Max had two strings s of length n and t of length m written in her notebook, consisting of the letters "a"; and "b" Latin alphabet. Moreover, Max knows that the string t has the form «abab...», that is, the letter «a» is on the odd positions of the string, and the letter — "b".
Suddenly, in the morning, Max discovered that someone had messed up her string s. Some of the s's have been changed to "?".
Let's call the sequence of positions i, i + 1, ..., i + m - 1 an occurrence of string t in s, if 1 ≤ i ≤ n - m + 1 and t
1 = s
i, t
2&thinsp ;= s
i + 1, ..., t
m = s
i + m - 1.
The beauty of string s is measured as the maximum number of non-overlapping occurrences of string t in it. Max can replace some of the "?" on "a" or "b" (characters in different positions can be replaced by different letters). Max wants to make substitutions so that the beauty of the string s is as large as possible. Of all these options, she wants to replace as few "?" characters as possible.

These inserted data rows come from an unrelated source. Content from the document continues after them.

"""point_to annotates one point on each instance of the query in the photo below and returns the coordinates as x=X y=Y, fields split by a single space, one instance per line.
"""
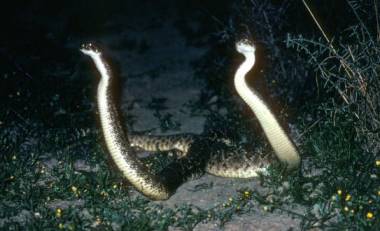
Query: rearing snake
x=203 y=154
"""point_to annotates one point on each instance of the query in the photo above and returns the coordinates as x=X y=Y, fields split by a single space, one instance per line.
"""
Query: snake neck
x=277 y=137
x=116 y=139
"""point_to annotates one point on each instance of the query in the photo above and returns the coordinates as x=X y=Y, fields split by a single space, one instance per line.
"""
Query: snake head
x=90 y=49
x=245 y=46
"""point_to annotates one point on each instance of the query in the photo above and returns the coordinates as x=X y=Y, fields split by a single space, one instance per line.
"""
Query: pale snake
x=200 y=153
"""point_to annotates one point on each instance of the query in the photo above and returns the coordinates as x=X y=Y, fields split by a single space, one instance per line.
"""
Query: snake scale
x=199 y=153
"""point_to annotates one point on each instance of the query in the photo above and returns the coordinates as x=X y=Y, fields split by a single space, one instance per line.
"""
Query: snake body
x=199 y=154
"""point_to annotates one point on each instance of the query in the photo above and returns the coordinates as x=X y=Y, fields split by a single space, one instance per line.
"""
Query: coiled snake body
x=200 y=153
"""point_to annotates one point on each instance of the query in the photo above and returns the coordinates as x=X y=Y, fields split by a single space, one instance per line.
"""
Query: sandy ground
x=164 y=70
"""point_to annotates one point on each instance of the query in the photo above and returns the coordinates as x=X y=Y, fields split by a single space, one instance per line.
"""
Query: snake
x=200 y=154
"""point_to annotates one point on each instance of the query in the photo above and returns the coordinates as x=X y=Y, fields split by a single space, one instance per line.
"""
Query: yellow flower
x=58 y=212
x=98 y=221
x=370 y=215
x=74 y=189
x=247 y=194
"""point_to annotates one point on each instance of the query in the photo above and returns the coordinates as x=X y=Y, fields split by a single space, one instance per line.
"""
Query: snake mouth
x=161 y=187
x=90 y=49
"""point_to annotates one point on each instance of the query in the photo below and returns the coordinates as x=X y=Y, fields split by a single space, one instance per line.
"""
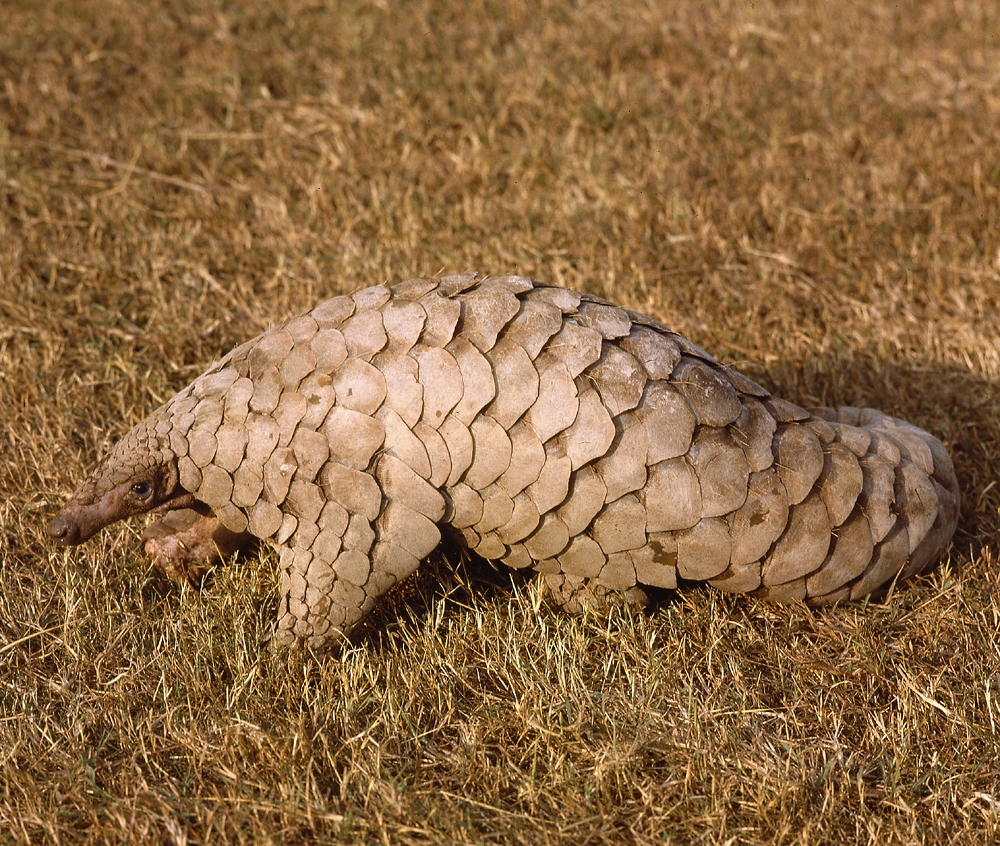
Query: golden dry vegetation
x=811 y=191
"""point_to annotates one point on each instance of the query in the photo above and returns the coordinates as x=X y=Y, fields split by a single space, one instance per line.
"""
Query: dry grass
x=810 y=190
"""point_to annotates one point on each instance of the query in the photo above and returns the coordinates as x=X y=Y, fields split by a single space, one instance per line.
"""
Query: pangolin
x=541 y=427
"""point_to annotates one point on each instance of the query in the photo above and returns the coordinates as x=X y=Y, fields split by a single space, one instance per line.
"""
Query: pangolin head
x=138 y=475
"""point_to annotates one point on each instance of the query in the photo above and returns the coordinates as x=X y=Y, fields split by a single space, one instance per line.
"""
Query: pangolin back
x=549 y=430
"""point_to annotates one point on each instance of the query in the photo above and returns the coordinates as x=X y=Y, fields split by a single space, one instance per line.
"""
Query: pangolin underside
x=544 y=428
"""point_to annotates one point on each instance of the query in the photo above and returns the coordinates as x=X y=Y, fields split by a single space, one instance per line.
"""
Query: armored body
x=543 y=428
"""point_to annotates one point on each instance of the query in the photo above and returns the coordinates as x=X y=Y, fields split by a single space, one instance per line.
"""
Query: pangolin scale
x=541 y=427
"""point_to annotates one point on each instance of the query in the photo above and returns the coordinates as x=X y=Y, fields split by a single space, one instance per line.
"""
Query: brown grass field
x=809 y=190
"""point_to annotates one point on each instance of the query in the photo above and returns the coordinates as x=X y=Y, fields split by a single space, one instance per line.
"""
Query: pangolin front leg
x=549 y=430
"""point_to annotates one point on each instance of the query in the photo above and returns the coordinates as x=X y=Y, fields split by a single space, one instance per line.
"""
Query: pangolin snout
x=64 y=530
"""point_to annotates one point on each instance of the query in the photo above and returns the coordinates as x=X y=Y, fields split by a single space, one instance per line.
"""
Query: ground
x=810 y=191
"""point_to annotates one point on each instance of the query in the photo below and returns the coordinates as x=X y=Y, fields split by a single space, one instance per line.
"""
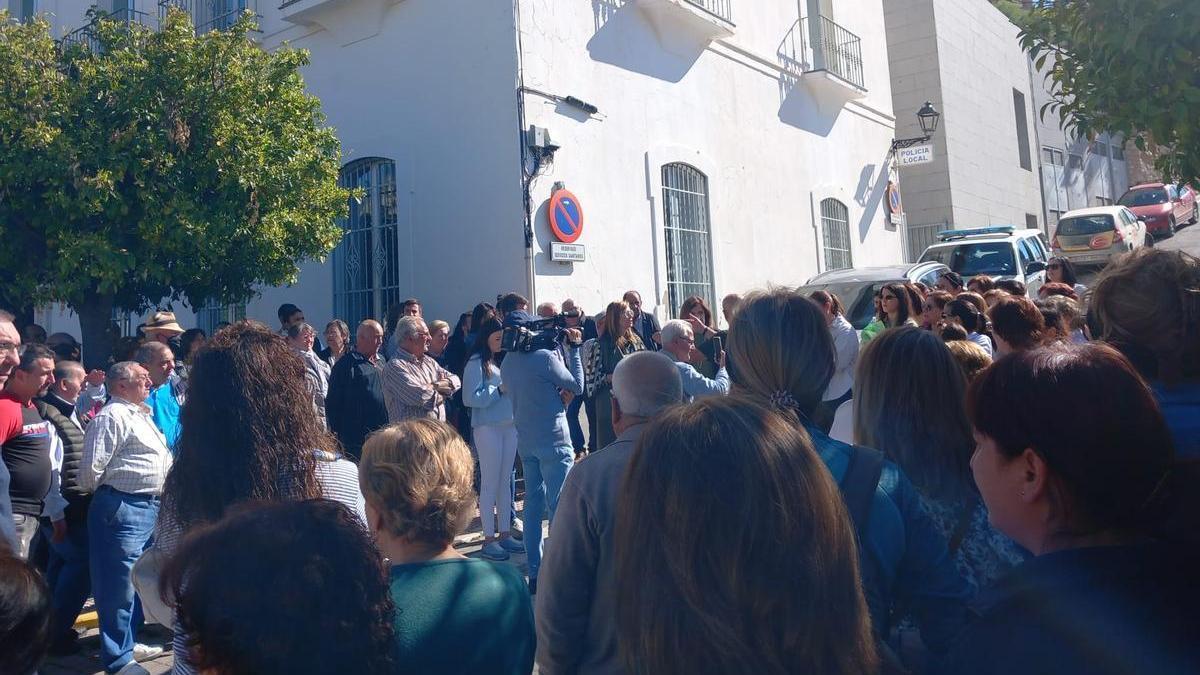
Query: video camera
x=537 y=334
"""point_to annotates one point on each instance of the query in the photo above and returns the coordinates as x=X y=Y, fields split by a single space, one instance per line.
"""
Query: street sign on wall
x=562 y=252
x=915 y=155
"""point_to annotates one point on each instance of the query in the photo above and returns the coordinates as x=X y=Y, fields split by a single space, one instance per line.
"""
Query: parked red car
x=1163 y=207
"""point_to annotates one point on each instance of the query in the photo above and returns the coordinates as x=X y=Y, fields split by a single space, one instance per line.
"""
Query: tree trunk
x=95 y=327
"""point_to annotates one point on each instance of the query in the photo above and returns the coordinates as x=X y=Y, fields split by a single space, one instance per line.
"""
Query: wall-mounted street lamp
x=928 y=117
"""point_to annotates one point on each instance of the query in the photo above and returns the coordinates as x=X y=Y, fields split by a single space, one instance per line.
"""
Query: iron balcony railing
x=210 y=15
x=719 y=9
x=85 y=35
x=839 y=52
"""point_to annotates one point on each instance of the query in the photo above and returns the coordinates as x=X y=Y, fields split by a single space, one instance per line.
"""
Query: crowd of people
x=978 y=482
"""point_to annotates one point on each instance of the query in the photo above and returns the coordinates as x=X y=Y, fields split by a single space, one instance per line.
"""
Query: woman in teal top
x=454 y=614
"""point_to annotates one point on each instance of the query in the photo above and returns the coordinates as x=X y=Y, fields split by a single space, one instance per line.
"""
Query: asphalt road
x=1186 y=239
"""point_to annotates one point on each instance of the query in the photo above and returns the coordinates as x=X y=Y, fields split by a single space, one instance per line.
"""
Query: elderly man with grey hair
x=301 y=339
x=125 y=463
x=413 y=382
x=576 y=611
x=679 y=341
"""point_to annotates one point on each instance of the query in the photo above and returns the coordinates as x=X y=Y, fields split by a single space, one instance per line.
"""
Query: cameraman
x=534 y=381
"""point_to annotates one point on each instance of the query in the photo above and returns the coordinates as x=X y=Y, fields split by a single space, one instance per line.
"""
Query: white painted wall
x=964 y=57
x=432 y=85
x=1071 y=186
x=769 y=157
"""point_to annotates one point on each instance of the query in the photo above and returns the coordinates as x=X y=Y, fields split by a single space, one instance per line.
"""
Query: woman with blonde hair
x=1149 y=308
x=972 y=358
x=894 y=404
x=337 y=341
x=703 y=324
x=617 y=341
x=781 y=353
x=454 y=614
x=781 y=593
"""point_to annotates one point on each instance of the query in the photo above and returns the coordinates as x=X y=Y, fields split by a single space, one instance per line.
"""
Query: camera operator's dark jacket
x=533 y=381
x=354 y=405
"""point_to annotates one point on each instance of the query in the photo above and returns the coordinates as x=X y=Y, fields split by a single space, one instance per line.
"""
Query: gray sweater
x=576 y=605
x=533 y=381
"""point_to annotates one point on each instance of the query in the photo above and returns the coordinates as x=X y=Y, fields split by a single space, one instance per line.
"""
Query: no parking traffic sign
x=565 y=216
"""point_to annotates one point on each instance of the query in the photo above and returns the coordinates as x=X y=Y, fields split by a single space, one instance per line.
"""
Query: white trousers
x=497 y=448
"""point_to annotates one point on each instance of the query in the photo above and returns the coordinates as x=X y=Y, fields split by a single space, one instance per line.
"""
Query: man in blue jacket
x=537 y=382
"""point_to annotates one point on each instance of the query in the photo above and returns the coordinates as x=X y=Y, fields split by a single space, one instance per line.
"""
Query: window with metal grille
x=213 y=314
x=366 y=275
x=1023 y=130
x=835 y=234
x=688 y=233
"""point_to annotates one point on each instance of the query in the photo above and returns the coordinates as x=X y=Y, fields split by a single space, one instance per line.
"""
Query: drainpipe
x=526 y=178
x=1037 y=139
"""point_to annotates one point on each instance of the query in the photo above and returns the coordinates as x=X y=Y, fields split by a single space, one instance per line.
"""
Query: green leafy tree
x=144 y=165
x=1125 y=66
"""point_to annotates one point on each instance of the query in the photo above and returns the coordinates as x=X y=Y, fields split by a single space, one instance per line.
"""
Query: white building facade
x=965 y=58
x=712 y=147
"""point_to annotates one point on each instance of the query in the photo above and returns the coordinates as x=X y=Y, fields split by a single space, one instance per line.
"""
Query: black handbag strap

Find out how many substitutions she has to make.
Input:
The first line contains a single integer n (1 ≤ n ≤ 10
5) — string length s.
The second line of the input contains a string s of length n, consisting only of the letters "a"; and "b" the Latin alphabet, as well as the symbols «?».
The third line contains the integer m (1 ≤ m ≤ 10
5) — string length t. The string t itself contains "a"; in odd positions, and "b" on even numbers.
Output:
Print a single integer — the minimum number of substitutions that Vasya must make in order to make the beauty of the string s the maximum possible.
Examples:
| Input |
Output |
5
bb?a?
1 |
2 |
9
ab??ab???
3 |
2 |
Explanations:
In the first example, the string t is of the form "a". The only optimal option — replace all characters "?" to «a».
In the second example, using two replacements, you can get the string "aba?aba??". You cannot get more than two entries.